While most brands stick with their website, their stores, Amazon, Etsy, and a few others, the places where people will buy will become widespread. It’s already started with Instagram and Pinterest, and will only grow from here. Pretty soon you’ll be able to pause a TV show on Netflix and order the shirt that the main character is wearing (not to mention having it delivered to your house in an hour or less). Brands that realize this will get themselves on every social channel, put out great content, and make it easy to buy. They’ll also sell more product than anyone else out there.
Conversion with Content.
Brands that are ahead of the game are turning their attention 100% towards creating exceptional content in the digital space. They’re becoming media companies, putting out relevant, optimized content which is tailored to what someone is searching for. Looking to rent a tux for a wedding? You’ll probably Google what kind of tux to rent, and how to get one that fits and looks good. Tuxedo companies that put out content related to those searches will perform highly and see the highest levels of conversion.
If you’re a brand looking to drive conversion with content, create great pieces of content and then reproduce those pieces of content in various forms (blog posts, eBooks, podcasts, infographics, data visualizations, videos, etc.).

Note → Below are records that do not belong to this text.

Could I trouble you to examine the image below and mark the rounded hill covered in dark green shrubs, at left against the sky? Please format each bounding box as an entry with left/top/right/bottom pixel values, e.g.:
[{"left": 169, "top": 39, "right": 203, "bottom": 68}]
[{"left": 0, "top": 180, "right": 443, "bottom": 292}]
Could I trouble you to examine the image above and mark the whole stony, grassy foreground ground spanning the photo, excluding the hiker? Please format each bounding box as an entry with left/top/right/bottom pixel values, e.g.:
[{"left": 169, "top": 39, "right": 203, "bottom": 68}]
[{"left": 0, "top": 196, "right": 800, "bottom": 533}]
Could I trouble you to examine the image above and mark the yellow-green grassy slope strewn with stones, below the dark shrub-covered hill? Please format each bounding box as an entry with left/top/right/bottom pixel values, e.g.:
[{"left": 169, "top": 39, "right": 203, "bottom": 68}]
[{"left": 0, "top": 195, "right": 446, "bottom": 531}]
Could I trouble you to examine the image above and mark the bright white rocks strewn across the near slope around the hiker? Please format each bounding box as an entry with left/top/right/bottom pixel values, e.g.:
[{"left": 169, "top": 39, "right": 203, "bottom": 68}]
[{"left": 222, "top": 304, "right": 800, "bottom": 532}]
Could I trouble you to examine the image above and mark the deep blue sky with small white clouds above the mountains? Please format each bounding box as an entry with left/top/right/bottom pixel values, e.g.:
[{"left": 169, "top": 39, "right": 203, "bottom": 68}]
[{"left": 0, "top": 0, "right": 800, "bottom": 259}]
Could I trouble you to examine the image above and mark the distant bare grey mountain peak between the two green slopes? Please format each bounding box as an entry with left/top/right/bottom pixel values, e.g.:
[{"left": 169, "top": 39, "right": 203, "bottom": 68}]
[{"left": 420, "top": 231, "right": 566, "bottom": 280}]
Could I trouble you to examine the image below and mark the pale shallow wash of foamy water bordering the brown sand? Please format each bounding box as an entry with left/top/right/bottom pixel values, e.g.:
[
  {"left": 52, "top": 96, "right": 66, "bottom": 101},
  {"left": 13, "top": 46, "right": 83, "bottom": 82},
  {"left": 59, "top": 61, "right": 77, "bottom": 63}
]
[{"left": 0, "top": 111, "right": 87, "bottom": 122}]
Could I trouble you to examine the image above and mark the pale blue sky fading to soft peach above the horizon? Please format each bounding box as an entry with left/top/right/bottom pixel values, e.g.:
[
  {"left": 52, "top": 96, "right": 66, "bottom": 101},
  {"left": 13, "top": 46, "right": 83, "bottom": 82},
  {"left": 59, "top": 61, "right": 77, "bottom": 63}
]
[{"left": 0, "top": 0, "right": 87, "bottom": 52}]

Then measure how each area performs, and focus your efforts on the 3–5 channels and 3–5 types of content that works best. Lastly, and most importantly, promote promote promote. 80/20 it — 20% creation 80% promotion.
In-Store Experience Online.
Creating a digital experience that truly mimics the real world experience of buying is vital. Live chat has been around forever, but what about Virtual Reality? With Facebook’s acquisition of Oculus Rift, VR is on its way to be integrated with Facebook, a top eCommerce source for many brands. It’s only a matter of time before you can put on your Oculus Rift and have a digital experience that feels real.
Mobile selling is the highest growing sector of eCommerce, but what about going a step further beyond simply going to a site and buying something from it. What about the ability to use your mobile device as a buying remote control, knowing what you’ve watched on TV or who you had drinks with the other night, interpreting that data and filtering based on your tastes and buying habits the items you might like. While the mainstream application of this is a few years away, the seeds are being sewn currently. The mobile device already is a remote control for your life, but big data is simply scratching the surface of what its truly capable of right now. The ways in which you can use your mobile device to buy things in the future is truly astonishing when you think about it.
Analytics, User Testing, and Big Data are used today to interpret and optimize a website experience. These methods prove to be incredibly useful, but they are still painstaking in time and requiring a combination of services and analysis to actually determine what errors are occurring in your eCommerce site and how to fix them. With advanced personalization becoming more widespread, and better, faster tools that can see stats in real time and even help secure a sale for someone about to leave your site, conversion rates of digital will continue to improve from the standard 1%–3% range seen today up to 2–4% by the end of this year, and up to 10% by the end of the decade. What used to take weeks or months to spot, diagnose, and fix, will take days or even hours by the end of the year for the most advanced brands.
Voice Recognition + Artificial Intelligence.
We don’t think this one will happen in a mainstream fashion in 2016, but with Mark Zuckerberg’s announcement that he will be creating an AI personal assistant in 2016, we think that voice recognition combined with artificial intelligence will be a force to be reckoned with in eCommerce by the end of the decade.
Imagine simply saying: “Siri, I’d like a new coat in the $400 range, in black leather that can be delivered to me in the next hour”, and then boom, it gets delivered by a drone! That’s where we’re truly headed, and while that’s mind-boggling to think about, so is where we are now compared to 15 years ago. eCommerce is uniquely positioned in that people always need stuff, and thus eCommerce can truly drive where we go in the future. I, myself, am excited for the drive.